The most recent estimate that I have seen for the number of playgrounds in the USA is 355,000.  I think that it is safe to assume that many of these could be upgraded to provide higher quality play experiences.  But it is also clear that following the current model of tear-out-and-replace with new is too expensive and time consuming to address the current needs of kids and communities.  Instead of renovation what could be accomplished with a budget of $5,000 to $10,000 per site?


I have purposely thrown all of these subjects on the table at the same time, as I believe that they are inter-related and discussing them somewhat simultaneously will be beneficial.  I’d like your thoughts on how playgrounds can be transformed to better match the needs of today’s kids and families.

Why I am writing this blog

This blog has only been active for a week and it already has a substantial following.  I want to thank you for joining.  As you may know, I recently became a columnist for Playground Magazine.  As I understand it the readership of Playground Magazine is composed largely members of the playground industry.  As such it provides a platform for discussing how that industry could begin to introduce more beneficial products and services.

As I have stated previously I do not see playground manufacturers as bad guys.  Quite the contrary.  However I think it is inappropriate for me to include my more radical thinking there, at least not without having those ideas given broader circulation so that they are better grounded. The purpose of this blog therefore is to discuss ideas that are fairly radical and to get reactions and thoughts from other play advocates.

I look forward to you thoughts.

What I did on my Summer Vacation

If you were a poor kid living in the city and couldn’t go off of your block, what fun could you have?

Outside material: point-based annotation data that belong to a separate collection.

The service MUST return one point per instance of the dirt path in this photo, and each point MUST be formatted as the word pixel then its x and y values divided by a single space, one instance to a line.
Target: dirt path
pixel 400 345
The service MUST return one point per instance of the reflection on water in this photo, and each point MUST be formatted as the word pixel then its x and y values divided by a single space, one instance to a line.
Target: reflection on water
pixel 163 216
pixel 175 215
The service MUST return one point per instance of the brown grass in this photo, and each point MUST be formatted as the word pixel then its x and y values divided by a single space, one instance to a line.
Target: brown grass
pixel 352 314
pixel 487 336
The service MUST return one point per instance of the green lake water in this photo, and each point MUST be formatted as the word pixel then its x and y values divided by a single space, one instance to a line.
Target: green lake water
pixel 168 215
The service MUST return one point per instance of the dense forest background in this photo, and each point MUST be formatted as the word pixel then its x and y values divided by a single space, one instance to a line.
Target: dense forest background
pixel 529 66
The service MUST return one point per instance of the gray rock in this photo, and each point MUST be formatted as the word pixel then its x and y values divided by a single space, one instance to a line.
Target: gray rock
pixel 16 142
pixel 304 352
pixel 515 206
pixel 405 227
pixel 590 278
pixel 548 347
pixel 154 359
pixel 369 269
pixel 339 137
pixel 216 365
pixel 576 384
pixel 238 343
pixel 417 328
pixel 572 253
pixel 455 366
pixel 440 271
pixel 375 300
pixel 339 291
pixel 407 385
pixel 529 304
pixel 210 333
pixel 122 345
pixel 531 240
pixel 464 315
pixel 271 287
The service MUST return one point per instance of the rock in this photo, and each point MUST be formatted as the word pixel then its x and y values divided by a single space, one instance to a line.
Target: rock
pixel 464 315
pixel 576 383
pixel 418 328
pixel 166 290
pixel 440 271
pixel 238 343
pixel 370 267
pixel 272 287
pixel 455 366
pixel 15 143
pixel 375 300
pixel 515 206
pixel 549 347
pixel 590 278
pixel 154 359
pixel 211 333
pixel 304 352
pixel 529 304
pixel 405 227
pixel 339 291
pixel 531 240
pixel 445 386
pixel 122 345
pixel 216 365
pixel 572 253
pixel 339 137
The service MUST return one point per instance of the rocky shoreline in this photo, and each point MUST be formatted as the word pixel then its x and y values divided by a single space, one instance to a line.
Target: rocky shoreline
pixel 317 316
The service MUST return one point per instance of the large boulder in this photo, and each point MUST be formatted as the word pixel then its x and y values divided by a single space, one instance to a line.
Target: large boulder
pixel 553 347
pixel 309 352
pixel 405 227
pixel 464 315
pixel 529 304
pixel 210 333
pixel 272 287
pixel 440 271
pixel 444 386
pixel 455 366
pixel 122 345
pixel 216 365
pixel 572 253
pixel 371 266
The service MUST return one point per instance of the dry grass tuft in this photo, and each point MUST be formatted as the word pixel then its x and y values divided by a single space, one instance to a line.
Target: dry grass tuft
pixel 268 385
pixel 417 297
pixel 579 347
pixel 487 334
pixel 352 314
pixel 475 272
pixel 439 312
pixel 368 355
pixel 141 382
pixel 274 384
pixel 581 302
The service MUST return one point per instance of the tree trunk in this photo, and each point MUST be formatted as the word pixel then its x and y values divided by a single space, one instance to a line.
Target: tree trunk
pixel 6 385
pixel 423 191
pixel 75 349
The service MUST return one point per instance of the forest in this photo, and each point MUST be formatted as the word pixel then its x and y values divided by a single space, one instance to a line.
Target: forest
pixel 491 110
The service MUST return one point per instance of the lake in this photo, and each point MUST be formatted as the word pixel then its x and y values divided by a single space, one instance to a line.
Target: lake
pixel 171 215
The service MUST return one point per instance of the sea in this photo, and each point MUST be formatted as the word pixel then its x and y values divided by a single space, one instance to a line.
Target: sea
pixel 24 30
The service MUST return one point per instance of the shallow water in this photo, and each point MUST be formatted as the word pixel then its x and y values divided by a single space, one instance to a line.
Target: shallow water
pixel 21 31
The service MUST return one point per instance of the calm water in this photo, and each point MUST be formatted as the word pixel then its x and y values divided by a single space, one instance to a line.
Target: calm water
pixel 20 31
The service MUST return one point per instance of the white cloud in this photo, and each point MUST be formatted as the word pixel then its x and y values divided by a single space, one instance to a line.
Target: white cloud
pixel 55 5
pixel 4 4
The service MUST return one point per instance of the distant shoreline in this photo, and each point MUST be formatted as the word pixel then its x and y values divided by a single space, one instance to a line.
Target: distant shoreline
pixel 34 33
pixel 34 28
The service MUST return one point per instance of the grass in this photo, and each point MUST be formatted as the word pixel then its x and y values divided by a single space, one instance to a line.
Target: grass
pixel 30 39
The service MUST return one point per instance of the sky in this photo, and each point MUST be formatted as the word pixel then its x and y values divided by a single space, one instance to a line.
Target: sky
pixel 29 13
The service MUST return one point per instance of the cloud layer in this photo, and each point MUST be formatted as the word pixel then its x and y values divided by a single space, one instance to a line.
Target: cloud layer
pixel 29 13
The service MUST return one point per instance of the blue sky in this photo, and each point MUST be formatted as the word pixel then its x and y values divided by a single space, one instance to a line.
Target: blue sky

What I Did on My Summer Vacation

_              Climbed a tree

_              Dug a giant hole

_              Decorated my bike

_              Made a new friend

_              Played “pitch penny”

_              Learned to skateboard

_              Played with my bother or sister _______ times

_              Played “hide and go seek”

_              Read a comic book

_              Drew a picture

_              Made a hide-out from cardboard boxes

_              Played dress-up

_              Flew a kite

_              Made a boat

_              Ran under the lawn sprinkler

_              Played tag

_              Turned off the TV and went outside _______ times

Where do we go from here?

Kid @ BigToy Model

I can feel it in my bones. There are BIG changes afoot in the world of play. Playgrounds will have to be transformed if they are to respond. Designers, manufacturers and buyers will have to make major adjustments to their thinking. Existing playgrounds, over 350,000 in the US alone, will have to be revamped.

The decision to write this column is motived by two primary reasons. First as a sort of mea culpa for my contribution to what I now see is a perfect storm of unintended consequences that has resulted in a playground “industry” that is out of step with the needs of children and families. Secondly, as both an insider and as an outsider I have experiences that can illustrate many of the issues that now confront us.

By way of introduction I’d like to refer you to my Linkedin page www.linkedin.com/pub/jay-beckwith/10/323/17a/. If you scroll down to the bottom there are images of some of the work I have been involved in over the past fifty years.

As with most such résumés only the more or less successful projects are shown there. My intent with this column is to share with you those aspects of my experience that are less public and more personal.  Along the way I will give you references to the major influences on my thinking. For example, I highly recommend Brené Brown’s latest book Daring Greatly in which she discusses the value of being vulnerable and speaking from your heart. If I had read this as a young man I wouldn’t have to be confessing now.

Here’s the point I want to make to you. I think that we have been all, well mostly, wrong about how we go about creating places to play. We can do much better. Over the next few months I intend to make this case to you as provocatively as I can. The goal is to stimulate discussion, and in this exchange we will begin to glimpse the future.